I worked for a year or so in an early 19th century “gas house” (where gas was made from coal) that was situated in a back yard of a home on the Hudson River. The elder gentleman who lived in that house, the father of the man who owned the land and rented us the gas house (which we used as a lab) fished for stripers off his porch every day, and often caught them. He ate all the stripers he caught.

These fish were living on the PCB sediments from the Waterford GE PCB plant (where I later worked on the RKO device which would be used to destroy the PCBs).
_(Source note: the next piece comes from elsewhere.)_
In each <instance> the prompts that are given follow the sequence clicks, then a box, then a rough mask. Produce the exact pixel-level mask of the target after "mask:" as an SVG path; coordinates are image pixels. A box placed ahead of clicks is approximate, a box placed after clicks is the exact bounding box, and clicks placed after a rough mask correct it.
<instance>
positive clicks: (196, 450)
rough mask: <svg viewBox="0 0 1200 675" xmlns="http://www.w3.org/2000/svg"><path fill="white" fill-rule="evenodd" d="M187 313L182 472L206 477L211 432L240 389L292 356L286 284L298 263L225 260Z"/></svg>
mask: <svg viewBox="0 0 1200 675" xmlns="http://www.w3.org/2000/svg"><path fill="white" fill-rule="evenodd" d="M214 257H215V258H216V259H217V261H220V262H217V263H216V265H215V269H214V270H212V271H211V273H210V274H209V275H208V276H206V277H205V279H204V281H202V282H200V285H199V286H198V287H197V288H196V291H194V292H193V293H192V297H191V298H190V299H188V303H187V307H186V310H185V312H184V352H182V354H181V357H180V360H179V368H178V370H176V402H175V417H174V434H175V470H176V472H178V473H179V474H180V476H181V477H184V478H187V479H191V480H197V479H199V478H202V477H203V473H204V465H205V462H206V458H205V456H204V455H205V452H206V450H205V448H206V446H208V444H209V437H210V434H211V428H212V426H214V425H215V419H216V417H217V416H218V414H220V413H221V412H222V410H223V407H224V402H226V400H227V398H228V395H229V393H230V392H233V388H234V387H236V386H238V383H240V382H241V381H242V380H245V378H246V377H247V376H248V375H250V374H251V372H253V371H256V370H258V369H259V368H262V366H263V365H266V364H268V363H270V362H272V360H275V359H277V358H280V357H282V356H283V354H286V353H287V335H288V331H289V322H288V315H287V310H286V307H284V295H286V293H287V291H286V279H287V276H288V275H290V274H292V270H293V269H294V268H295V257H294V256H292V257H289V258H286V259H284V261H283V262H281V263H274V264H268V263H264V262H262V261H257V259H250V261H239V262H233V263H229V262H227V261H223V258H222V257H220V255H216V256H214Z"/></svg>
Once I asked the man if he thought it was safe to eat the fish, and he yelled at me for a long time about how stupid the whole environmental movement was and how the hippies should just keep to themselves.

Within six months of that conversation he was dead of several forms of cancer that kinda all rushed in there at once.

Saying “I told you so” is not always fun.

Comments

  1. #1 cleek
    May 10, 2009

    i grew up in Hudson Falls, and spent many summers fishing right above the HF dam. that’s about 800 yards downstream from where a giant Ciba-Geigy plant used to run, making all kinds of wonderful dyes and paints, and a couple of miles downstream from all kinds of paper mills in Glens Falls.

    this was a few hundred yards upstream from the GE plants, luckily.

    swim in that water? never mind the fact that the current there was strong enough that it would snap my fishing poles if i cast into the wrong part of the stream, it smelled like chemicals and i’d routinely catch fish covered in lesions.

    everyone in that area knows what PCBs smell like.

  2. #2 Egaeus
    May 11, 2009

    Blockquotes!

    Seriously, I couldn’t quite tell what was going on until I read the article, and read your blog post about 3 times. I didn’t know where the AP story, and your story began. I first thought Mathis was telling the story, and that Mathis had died 6 months later.

  3. #3 khan
    May 11, 2009

    I grew up swimming in the Hudson. I recall it being dredged (south of Albany) in the mid 60s.